A z-score standardizes a value by expressing it relative to the mean and standard deviation of its distribution. You can compute z-scores using population parameters (μ and σ) or, commonly in practice, using sample estimates (x̄ and s).
Z-scores are not a “measure of confidence.” However, z-scores are closely connected to the standard normal distribution: z-tables and z critical values (z*) are used to compute probabilities and to build confidence intervals under appropriate assumptions (for example, normality or large-sample conditions).
How to calculate a z-score?
The following is a step by step guide on how to calculate the z-score:
- Determine the mean (μ) of the distribution (or use the sample mean, x̄, if you are working with a sample).

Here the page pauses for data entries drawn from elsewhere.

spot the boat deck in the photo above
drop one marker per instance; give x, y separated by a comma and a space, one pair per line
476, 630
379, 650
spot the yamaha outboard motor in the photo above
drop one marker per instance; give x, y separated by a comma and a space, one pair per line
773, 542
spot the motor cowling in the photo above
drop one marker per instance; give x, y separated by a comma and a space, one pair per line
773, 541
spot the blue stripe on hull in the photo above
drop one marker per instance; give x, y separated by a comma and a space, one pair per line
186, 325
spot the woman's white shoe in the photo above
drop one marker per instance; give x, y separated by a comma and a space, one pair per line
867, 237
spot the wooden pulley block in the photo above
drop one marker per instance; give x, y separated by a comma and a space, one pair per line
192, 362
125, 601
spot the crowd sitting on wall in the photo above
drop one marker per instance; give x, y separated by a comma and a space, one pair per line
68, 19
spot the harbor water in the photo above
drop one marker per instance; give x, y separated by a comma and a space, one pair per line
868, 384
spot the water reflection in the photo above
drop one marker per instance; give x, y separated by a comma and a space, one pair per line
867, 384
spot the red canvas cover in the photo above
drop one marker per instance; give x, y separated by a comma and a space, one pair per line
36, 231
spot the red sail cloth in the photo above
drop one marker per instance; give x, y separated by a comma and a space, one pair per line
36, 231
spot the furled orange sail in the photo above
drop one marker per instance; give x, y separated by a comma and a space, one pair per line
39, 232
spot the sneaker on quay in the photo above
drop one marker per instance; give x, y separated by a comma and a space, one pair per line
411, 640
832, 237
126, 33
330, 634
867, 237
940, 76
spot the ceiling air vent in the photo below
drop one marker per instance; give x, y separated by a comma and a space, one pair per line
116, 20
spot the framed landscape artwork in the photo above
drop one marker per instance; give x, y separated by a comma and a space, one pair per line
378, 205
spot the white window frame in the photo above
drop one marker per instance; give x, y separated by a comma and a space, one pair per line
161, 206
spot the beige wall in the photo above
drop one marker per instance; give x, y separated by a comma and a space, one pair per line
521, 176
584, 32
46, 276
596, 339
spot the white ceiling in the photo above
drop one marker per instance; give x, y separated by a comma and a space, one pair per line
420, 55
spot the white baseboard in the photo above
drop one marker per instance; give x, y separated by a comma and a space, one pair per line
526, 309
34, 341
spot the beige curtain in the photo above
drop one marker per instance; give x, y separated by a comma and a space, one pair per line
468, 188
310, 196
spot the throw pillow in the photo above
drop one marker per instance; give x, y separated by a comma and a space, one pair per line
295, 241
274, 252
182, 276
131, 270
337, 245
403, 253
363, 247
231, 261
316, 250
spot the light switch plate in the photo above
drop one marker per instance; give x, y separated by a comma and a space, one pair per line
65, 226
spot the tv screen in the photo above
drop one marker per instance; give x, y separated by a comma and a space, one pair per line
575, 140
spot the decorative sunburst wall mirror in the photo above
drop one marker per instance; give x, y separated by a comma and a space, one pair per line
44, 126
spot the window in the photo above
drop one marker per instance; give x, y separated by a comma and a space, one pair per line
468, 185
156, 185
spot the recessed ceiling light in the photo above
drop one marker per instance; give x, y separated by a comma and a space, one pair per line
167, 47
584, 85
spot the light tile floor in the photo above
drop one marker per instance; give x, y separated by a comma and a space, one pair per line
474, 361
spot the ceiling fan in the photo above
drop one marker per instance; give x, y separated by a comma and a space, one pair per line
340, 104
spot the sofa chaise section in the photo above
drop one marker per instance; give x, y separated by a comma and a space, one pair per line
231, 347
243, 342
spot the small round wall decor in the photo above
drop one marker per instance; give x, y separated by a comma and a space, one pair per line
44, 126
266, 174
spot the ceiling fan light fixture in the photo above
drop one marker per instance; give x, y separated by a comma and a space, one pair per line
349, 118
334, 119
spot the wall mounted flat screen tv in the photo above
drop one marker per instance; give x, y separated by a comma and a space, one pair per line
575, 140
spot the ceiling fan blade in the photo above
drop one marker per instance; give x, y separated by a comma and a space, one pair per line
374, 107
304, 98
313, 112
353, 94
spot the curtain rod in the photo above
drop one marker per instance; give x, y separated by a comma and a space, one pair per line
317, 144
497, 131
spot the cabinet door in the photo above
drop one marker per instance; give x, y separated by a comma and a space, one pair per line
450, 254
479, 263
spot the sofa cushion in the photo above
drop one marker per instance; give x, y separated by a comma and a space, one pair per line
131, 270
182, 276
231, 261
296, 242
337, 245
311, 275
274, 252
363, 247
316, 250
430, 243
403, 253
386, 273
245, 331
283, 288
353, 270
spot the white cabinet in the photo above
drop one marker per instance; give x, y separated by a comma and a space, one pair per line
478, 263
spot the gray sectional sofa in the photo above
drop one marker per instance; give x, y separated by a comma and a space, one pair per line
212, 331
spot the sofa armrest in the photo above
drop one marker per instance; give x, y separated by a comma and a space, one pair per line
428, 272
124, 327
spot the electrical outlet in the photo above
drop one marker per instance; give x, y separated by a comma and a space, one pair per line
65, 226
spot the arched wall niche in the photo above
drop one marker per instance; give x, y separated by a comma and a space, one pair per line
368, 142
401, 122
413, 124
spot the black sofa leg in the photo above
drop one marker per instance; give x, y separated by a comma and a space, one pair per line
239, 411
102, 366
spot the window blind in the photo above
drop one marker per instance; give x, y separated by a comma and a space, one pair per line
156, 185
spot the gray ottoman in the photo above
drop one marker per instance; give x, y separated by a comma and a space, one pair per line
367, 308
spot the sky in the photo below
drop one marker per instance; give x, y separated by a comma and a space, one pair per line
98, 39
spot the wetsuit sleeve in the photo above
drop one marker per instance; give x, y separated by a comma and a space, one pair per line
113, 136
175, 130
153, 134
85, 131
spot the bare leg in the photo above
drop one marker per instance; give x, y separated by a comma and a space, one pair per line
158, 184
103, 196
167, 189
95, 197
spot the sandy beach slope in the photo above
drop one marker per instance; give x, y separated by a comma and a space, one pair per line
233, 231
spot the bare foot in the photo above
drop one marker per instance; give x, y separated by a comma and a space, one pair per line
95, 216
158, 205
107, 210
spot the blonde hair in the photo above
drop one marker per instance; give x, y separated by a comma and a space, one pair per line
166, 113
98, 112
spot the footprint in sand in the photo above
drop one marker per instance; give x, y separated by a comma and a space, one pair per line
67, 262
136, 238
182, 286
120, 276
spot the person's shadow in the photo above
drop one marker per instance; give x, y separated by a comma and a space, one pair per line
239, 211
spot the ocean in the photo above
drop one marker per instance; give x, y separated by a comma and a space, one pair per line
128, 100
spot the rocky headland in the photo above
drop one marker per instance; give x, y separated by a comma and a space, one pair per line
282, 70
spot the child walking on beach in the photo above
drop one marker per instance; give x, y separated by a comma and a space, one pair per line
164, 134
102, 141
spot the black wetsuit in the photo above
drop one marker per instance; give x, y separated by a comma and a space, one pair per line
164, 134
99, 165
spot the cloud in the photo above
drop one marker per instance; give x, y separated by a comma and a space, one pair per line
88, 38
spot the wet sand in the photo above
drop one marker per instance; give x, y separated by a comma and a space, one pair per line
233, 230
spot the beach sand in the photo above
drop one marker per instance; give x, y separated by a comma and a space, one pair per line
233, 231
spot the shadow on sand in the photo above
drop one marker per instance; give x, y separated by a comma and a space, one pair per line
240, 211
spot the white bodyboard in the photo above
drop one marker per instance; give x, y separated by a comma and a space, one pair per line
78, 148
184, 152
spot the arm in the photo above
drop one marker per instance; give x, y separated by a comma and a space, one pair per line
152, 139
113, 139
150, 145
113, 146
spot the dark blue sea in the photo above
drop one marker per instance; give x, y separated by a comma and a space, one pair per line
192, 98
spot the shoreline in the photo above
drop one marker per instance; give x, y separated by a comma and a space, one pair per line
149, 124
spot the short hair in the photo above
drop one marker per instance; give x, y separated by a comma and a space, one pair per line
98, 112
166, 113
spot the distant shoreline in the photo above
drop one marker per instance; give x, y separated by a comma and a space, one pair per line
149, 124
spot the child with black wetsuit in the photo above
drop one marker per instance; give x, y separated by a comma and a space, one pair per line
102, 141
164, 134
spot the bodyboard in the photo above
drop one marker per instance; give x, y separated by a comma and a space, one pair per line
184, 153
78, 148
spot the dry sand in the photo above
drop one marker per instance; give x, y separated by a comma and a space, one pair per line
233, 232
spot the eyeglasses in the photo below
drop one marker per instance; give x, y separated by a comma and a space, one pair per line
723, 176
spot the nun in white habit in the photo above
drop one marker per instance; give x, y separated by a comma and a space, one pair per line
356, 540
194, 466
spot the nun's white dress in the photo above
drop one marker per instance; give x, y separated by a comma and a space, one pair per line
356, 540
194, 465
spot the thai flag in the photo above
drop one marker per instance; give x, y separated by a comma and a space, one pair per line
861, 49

- For this example, we will assume the mean is 20.
- Determine the standard deviation (σ) of the distribution (or use the sample standard deviation, s, if you are working with a sample). For this example let’s assume the deviation is 1.5.
- Measure (or record) your raw data value x. We find that x is 25.
- Plug all of this information into the formula: z = (x − μ) / σ. Here, z = (25 − 20) / 1.5 = 3.33 (rounded).
Analyze your results and apply to future problems.
FAQ
What does a Z-Score indicate?
A Z-Score indicates how many standard deviations an element is from the mean. A positive Z-Score means the data point is above the mean, while a negative Z-Score means it’s below the mean.
Why is the Z-Score important in statistics?
The Z-Score is important because it allows for comparisons between different data sets or within the same data set over time, and it helps identify outliers.
Can Z-Scores be used for all types of data?
You can compute a z-score for any numeric data using a mean and standard deviation. However, using z-scores to look up probabilities (via the standard normal distribution) works best when the data are approximately normally distributed (or when large-sample approximations apply).
How does the Z-Score relate to the standard normal distribution?
The Z-Score is a key part of the standard normal distribution. It is used to determine where a data point lies within the distribution, helping to calculate probabilities and to obtain critical values used in confidence intervals and hypothesis tests.